Die ersten Reaktionen in Politik und Verbänden fielen überwiegend positiv aus. "Das ist ein guter Tag für die Radfahrer in Deutschland. Denn wir konnten uns bisher frei entscheiden, ob wir einen Helm tragen oder nicht und das können wir auch in Zukunft", sagte die Pressesprecherin des ADFC (Allgemeiner Deutscher Fahrrad-Club e.V.), Stephanie Krone.

Der Gesetzgeber habe bewusst keine Helmpflicht beschlossen, sagte der bahnpolitische Sprecher der Grünen im Bundestag, Matthias Gastel. Da sei es nur logisch, dass das nicht durch die Hintertür der Haftungsfrage in Zweifel gestellt worden sei.

Bundesverkehrsminister Alexander Dobrindt (CSU) rief anlässlich der BGH-Verhandlung dazu auf, freiwillig Schutzhelme zu tragen. "Wir werben an Schulen, an vielen Stellen immer wieder dafür, dass der Helm schwere Schäden verhindern kann. Aber wir glauben, dass die Freiwilligkeit der richtige Weg ist."

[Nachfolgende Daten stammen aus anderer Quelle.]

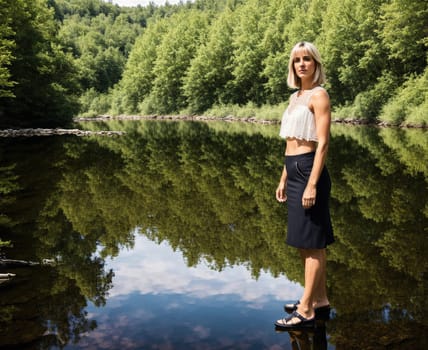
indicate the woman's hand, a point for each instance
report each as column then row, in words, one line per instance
column 280, row 192
column 309, row 195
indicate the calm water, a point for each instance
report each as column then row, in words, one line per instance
column 170, row 238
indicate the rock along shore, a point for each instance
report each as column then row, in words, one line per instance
column 49, row 132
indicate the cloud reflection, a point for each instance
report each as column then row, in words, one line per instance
column 151, row 268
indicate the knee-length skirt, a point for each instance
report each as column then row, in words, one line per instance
column 307, row 228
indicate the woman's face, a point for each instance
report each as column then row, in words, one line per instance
column 304, row 65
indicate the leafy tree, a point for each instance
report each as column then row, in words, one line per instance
column 6, row 45
column 138, row 76
column 248, row 53
column 38, row 60
column 211, row 69
column 174, row 54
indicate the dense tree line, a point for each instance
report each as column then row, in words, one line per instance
column 207, row 189
column 63, row 57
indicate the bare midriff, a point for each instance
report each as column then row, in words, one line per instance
column 297, row 146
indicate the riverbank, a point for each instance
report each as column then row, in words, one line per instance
column 28, row 132
column 230, row 118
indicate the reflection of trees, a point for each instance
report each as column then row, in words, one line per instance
column 44, row 305
column 209, row 191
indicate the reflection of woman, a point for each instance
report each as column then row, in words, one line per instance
column 305, row 182
column 315, row 339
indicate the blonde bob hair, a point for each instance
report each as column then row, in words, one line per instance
column 293, row 80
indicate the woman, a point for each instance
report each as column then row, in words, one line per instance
column 305, row 182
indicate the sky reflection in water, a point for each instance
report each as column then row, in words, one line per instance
column 157, row 302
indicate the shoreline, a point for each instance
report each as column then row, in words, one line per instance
column 28, row 132
column 231, row 118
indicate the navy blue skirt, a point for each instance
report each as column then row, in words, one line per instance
column 307, row 228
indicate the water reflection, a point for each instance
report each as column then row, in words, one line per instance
column 207, row 191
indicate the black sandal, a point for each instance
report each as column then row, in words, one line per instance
column 290, row 308
column 322, row 311
column 303, row 322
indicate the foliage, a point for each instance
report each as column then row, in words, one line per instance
column 208, row 190
column 196, row 55
column 42, row 75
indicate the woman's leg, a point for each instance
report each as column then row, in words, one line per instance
column 315, row 281
column 315, row 293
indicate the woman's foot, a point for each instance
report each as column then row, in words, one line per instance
column 296, row 320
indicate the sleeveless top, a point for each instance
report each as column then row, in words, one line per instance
column 298, row 121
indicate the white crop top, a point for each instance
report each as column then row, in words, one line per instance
column 298, row 121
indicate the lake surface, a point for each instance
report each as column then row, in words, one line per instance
column 169, row 237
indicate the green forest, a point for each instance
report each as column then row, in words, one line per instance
column 65, row 58
column 208, row 190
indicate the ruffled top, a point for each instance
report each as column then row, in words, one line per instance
column 298, row 121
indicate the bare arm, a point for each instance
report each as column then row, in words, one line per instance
column 281, row 189
column 320, row 103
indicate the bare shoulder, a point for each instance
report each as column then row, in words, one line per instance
column 320, row 99
column 320, row 94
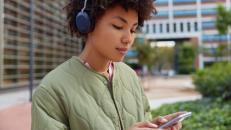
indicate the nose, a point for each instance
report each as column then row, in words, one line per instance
column 127, row 37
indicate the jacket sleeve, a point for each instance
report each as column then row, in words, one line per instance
column 147, row 109
column 47, row 111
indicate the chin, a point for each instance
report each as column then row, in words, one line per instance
column 118, row 59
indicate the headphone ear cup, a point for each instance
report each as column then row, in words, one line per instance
column 83, row 22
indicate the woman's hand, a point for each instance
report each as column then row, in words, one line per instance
column 154, row 124
column 144, row 126
column 161, row 120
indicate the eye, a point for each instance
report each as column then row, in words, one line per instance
column 117, row 27
column 133, row 30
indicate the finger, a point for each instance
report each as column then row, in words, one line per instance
column 170, row 116
column 146, row 124
column 177, row 126
column 159, row 120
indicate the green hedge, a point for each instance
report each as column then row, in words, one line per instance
column 207, row 114
column 214, row 81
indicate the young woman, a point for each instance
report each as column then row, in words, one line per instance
column 95, row 90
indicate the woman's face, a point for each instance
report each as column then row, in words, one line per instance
column 114, row 33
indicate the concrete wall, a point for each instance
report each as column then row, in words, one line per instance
column 1, row 40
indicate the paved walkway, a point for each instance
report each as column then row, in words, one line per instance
column 161, row 90
column 15, row 109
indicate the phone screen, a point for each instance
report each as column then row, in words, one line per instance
column 175, row 120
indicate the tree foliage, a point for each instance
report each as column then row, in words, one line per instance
column 223, row 20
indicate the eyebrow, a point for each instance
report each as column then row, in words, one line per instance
column 124, row 20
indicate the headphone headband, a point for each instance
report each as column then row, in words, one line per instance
column 83, row 21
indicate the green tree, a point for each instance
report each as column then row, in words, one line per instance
column 223, row 24
column 223, row 20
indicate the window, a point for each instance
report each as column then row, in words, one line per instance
column 167, row 27
column 161, row 28
column 174, row 27
column 154, row 28
column 188, row 27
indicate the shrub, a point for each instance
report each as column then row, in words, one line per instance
column 207, row 114
column 214, row 81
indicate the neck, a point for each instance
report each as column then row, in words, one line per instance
column 95, row 60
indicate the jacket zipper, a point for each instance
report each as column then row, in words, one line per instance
column 112, row 96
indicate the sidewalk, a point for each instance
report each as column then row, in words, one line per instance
column 15, row 110
column 165, row 90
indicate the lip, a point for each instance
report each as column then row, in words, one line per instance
column 122, row 50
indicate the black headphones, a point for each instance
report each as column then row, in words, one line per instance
column 82, row 20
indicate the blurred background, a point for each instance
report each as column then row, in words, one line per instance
column 182, row 56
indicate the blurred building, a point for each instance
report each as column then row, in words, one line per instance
column 187, row 20
column 52, row 43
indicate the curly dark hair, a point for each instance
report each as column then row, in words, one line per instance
column 96, row 9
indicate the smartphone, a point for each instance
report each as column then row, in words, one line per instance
column 175, row 120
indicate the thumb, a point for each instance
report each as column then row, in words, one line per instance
column 146, row 124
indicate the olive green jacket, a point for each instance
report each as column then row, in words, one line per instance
column 73, row 97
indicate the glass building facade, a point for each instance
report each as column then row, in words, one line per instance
column 179, row 19
column 52, row 42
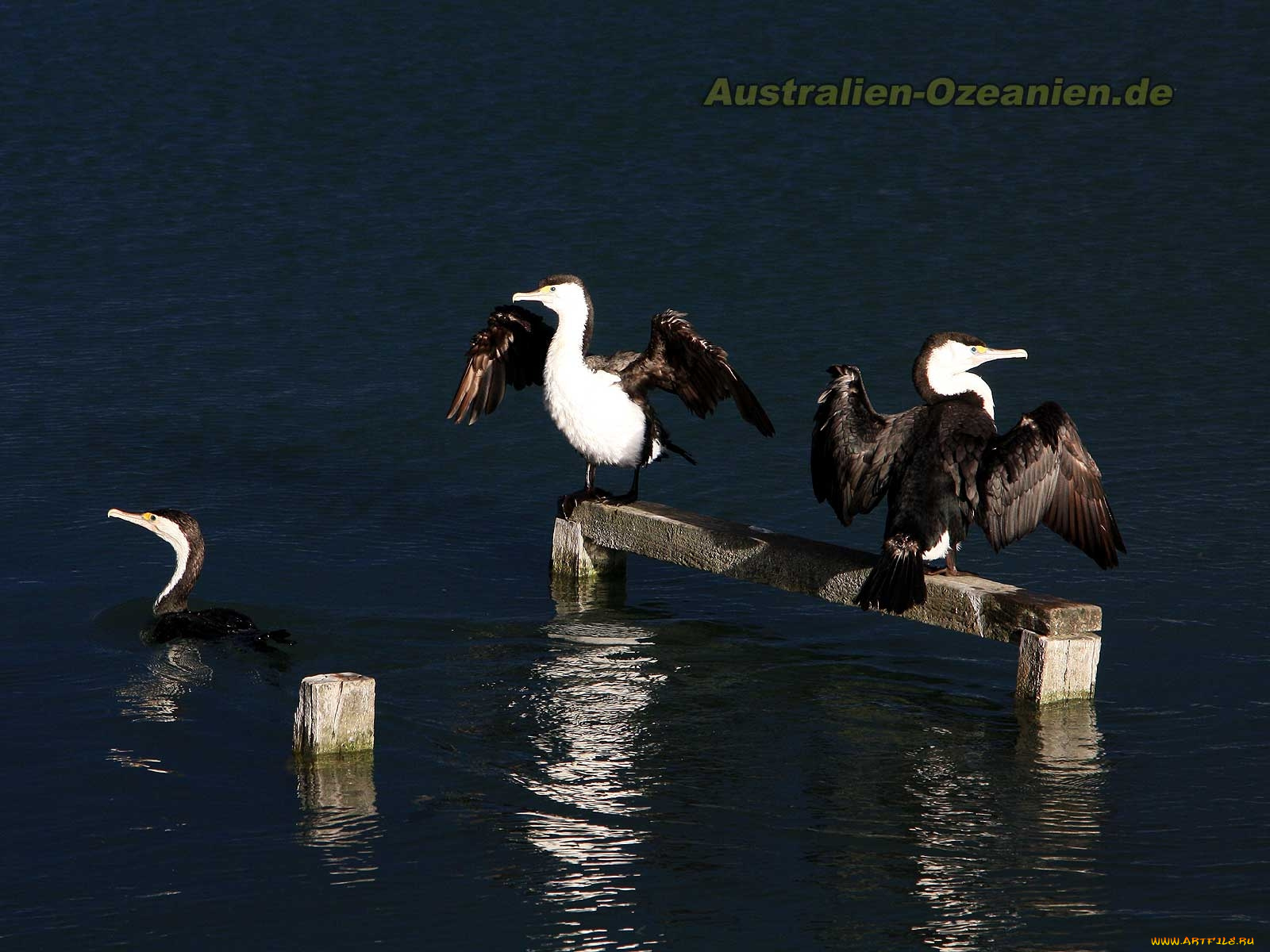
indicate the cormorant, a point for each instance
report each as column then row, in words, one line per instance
column 173, row 619
column 598, row 403
column 943, row 466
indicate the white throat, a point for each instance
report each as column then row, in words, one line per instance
column 571, row 308
column 182, row 546
column 948, row 376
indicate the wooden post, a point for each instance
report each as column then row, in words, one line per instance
column 1057, row 666
column 573, row 555
column 336, row 715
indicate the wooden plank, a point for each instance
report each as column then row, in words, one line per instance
column 336, row 715
column 963, row 603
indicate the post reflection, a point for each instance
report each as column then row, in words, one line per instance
column 338, row 814
column 590, row 736
column 996, row 847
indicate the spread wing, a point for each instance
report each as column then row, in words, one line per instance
column 683, row 362
column 1041, row 473
column 855, row 450
column 512, row 349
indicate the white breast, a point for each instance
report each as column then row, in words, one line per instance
column 939, row 550
column 592, row 410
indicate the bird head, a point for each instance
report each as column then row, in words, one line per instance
column 173, row 526
column 563, row 294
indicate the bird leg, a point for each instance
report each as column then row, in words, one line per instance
column 568, row 503
column 632, row 494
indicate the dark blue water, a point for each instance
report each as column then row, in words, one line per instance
column 243, row 251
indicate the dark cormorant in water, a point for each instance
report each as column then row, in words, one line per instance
column 943, row 466
column 598, row 403
column 173, row 619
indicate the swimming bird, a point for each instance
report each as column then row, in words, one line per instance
column 598, row 403
column 173, row 617
column 943, row 466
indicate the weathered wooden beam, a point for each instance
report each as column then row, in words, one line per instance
column 1062, row 660
column 336, row 715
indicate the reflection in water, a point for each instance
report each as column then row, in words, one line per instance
column 990, row 854
column 171, row 672
column 340, row 818
column 590, row 740
column 130, row 758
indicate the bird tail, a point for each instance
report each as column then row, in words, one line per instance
column 899, row 582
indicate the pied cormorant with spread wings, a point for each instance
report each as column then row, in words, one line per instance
column 173, row 616
column 598, row 403
column 943, row 466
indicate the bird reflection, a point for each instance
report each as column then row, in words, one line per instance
column 592, row 696
column 171, row 672
column 987, row 854
column 338, row 814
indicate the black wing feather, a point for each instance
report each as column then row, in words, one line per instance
column 1041, row 473
column 683, row 362
column 512, row 349
column 855, row 450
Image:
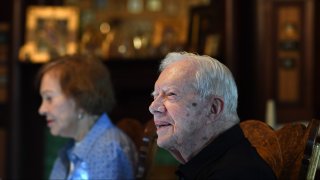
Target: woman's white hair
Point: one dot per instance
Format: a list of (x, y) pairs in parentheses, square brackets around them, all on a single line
[(211, 78)]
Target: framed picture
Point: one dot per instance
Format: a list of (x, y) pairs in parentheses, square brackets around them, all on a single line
[(51, 31), (206, 29)]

"Unsere Verkehrswelt ist schon ausreichend durchreglementiert", begrüßte auch der Auto Club Europa e. V. (ACE) das Urteil. Auch die Gewerkschaft der Polizei (GdP) äußerte sich zustimmend. Im Straßenverkehr gelte das Prinzip der gegenseitigen Rücksichtnahme, gerade für Radfahrer und Fußgänger, hieß es. Trotzdem sollten Radfahrer zur eigenen Sicherheit Helme aufsetzen.

Der Deutsche Verkehrssicherheitsrat (DVR) wies darauf hin, dass Radfahrer ohne Helm gefährdeter für schwerere Kopfverletzungen seien. Statt über Schutzhelme zu diskutieren, müssten die Unfallursachen konsequent angegangen werden, teilte der ökologisch orientierte Verkehrsclub VCD mit. Der ADAC appellierte an die Kommunen, für sichere Radverkehrsanlagen zu sorgen. Das Urteil stelle jedoch sicher, dass ein Radfahrer für die Folgen eines unverschuldeten Unfalls in voller Höhe entschädigt werde.

In dem Fall hatte eine Autofahrerin am Straßenrand geparkt und die Autotür unmittelbar vor der sich nähernden Radfahrerin geöffnet. Die Radlerin stürzte schwer. Gegen das OLG-Urteil war sie in Revision gegangen.